En 1944, les troupes américaines prennent d’assaut les plages françaises pour amorcer la libération de la France, avec en leur sein de nombreux Cajuns de la Louisiane dont la connaissance de la langue française joue un rôle déterminant dans la progression des forces américaines dans les terres françaises. De retour à la maison, ces Cajuns prennent conscience que leur culture et leur patrimoine, réprimés bien des années avant la guerre, ont contribué à renverser l’Allemagne. Soudain, on assiste à la renaissance du fait cajun.

En 1968, l’Assemblée législative de la Louisiane crée le Conseil pour le développement du français en Louisiane (CODOFIL), qui a pour mission de préserver la langue et la culture françaises héritées des ancêtres français et acadiens. Aujourd’hui, les gens des Opelousas perpétuent cet héritage pour garder la culture et la langue cajuns bien vivantes.

La ville des Opelousas est jumelée à Florennes, en Belgique. Des représentants des deux villes ont pris part à des échanges interculturels, notamment en 2001 et 2003. En juillet 2016, le maire des Opelousas, Reggie Tatum, s’est rendu à Aquin, en Haïti, pour conclure une entente en matière de santé, de développement économique et d’échanges culturels.
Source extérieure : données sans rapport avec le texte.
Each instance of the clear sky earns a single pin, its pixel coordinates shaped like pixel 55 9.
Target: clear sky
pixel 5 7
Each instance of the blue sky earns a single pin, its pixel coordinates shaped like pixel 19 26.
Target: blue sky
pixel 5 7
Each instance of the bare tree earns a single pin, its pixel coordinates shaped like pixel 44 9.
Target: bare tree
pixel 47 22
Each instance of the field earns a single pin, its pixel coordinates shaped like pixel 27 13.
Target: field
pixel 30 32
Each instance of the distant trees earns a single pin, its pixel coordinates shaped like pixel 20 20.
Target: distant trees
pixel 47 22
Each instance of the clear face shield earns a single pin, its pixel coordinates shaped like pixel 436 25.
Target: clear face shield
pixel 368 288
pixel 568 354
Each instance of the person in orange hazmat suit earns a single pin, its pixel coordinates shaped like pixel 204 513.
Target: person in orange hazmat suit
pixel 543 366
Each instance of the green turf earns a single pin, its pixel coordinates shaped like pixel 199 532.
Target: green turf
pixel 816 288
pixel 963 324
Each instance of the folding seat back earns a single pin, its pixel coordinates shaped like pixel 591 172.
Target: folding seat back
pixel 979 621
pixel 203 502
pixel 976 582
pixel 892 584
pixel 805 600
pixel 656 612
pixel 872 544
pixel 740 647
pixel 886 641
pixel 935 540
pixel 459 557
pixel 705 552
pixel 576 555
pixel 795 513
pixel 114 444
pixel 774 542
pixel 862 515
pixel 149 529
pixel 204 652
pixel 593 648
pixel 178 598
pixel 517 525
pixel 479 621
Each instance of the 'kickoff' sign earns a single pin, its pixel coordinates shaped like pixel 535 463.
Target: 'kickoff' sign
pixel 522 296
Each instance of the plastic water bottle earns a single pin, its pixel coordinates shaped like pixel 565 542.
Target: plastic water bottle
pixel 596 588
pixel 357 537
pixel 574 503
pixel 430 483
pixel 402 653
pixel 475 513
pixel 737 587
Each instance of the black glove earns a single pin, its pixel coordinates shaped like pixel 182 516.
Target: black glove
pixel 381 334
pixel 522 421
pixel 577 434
Dans la ville des Opelousas, on parle français dans plusieurs endroits publics. C’est le cas :

  • au Creole Heritage Folklife Center, qui invite les visiteurs à revivre les traditions de la communauté afro-américaine en compagnie de la folkloriste créole Rebecca Henry;
  • à l’église catholique Holy Ghost, fondée en 1920, qui accueille la plus importante congrégation catholique afro-américaine des États-Unis et est animée par une chorale gospel;
  • chez J. B. Sandoz, un arrêt incontournable pour les amateurs d’histoire et d’emplettes. Cette quincaillerie en activité depuis 1878 est le deuxième commerce à avoir ouvert ses portes aux Opelousas. Toujours exploitée par la famille Sandoz, elle propose divers accessoires de quincaillerie, articles ménagers et cadeaux;
  • au Vieux Village du poste des Opelousas, mis sur pied en 1988 par le comité municipal du tourisme et des loisirs. Différents bâtiments historiques provenant des quatre coins de la paroisse de Saint-Landry, notamment une école, un magasin, une église et un cabinet de médecin, ont été regroupés pour recréer ce charmant petit village d’antan;
  • au Louisiana Orphan Train Museum, géré par la Louisiana Orphan Train Society, qui se consacre à la collecte et à la préservation d’objets évoquant le sort des orphelins arrivés en Louisiane en provenance du New York Foundling Hospital entre 1873 et 1929.